How Will Facebook’s Zuckerberg Adapt to Working in the Public Eye?

As a 28-year-old CEO at the helm of the largest social networking company in the world, Facebook co-founder Mark Zuckerberg has seen his share of scrutiny.

He will now get even more as a newly born public company leader, so we asked a panel of thoughtful insiders to reflect on how it might change his work style.

How do you think Mark Zuckerberg will adapt to working in the public eye?


Brandee Barker Former Director of Communications, Facebook

Mark has been adapting to the public eye for many years now, since the media widely criticized him for turning down Yahoo's offer to buy Facebook for $1B in 2006. By now, there have been millions of stories written about Mark, scrutinizing everything from his Adidas sandals, hoodie sweatshirts and eating habits to his relationship, personal travel and bodily functions. Through all of this, Mark leads Facebook with great focus, passion and conviction -- and his results speak for themselves. My hope and expectation is that very little will change about how Mark works from May 18 forward.

Jason Hirschhorn Owner, The ReDEF Group; Former President, Myspace

From an outsider's POV, Mark has grown his ability to work under the kind of scrutiny most couldn't imagine, whether it be his company communications or public interviews. Age, experience and having Sheryl Sandberg as a partner have contributed to this evolution and it likely will continue. As the world quickly shifts to the new universe that brings with it questions about use of data and privacy, he will need to consider his vision with the changing views of his user base. That tension will be something to watch. Interestingly, I think it's the media and the street that need to get used to a new breed of CEO with new values and ways of doing things that may not fit the past or current "norms." Product experience over profit maximization. Time in the office over the road. Hoodies over suits. My bet is he'll be just fine.

Anil Dash Managing Director, Activate; Director, Expert Labs

Zuckerberg won't have a hard time adjusting to doing product work in public -- every choice the company makes in that realm is already scrutinized extensively anyway. But making decisions about operations and finances -- and implicitly revealing the company's priorities as a result -- are going to require a huge adjustment in a publicly-traded Facebook. The biggest challenge will be having outsiders second-guessing Zuckerberg not just on decisions, but on the autocratic process by which he makes and enforces them.

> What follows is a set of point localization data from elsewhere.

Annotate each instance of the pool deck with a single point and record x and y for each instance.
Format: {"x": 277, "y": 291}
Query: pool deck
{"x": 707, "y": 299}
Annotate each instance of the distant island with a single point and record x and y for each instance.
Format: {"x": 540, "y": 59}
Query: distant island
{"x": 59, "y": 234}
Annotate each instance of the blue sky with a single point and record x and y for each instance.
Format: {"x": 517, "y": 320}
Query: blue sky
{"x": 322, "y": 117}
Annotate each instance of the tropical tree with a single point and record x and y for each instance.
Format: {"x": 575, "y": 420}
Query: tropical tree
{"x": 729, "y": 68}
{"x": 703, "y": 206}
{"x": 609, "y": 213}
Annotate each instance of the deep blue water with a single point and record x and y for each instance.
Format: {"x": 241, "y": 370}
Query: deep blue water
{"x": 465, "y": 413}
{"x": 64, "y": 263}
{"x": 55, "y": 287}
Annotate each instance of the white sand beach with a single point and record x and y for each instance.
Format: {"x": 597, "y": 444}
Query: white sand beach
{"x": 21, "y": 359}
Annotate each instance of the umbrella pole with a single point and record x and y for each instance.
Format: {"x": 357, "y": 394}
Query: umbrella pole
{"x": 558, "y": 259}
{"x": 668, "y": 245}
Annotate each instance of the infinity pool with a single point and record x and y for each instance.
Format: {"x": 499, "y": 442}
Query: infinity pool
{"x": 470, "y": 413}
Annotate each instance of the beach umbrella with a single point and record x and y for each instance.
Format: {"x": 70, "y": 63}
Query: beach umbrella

Robert Scoble Startup Liaison, Rackspace Hosting

He'll be great -- going public is going to make Facebook the world's most dominant brand, and Mark's the right guy to do it. He's a quick study, and he understands social the way nobody else in the industry does. Just the fact that they haven't focused on monetization, that they don't make any money on mobile yet, is wild. They'll be able to turn on a whole new form of mobile advertising pretty quickly and make billions.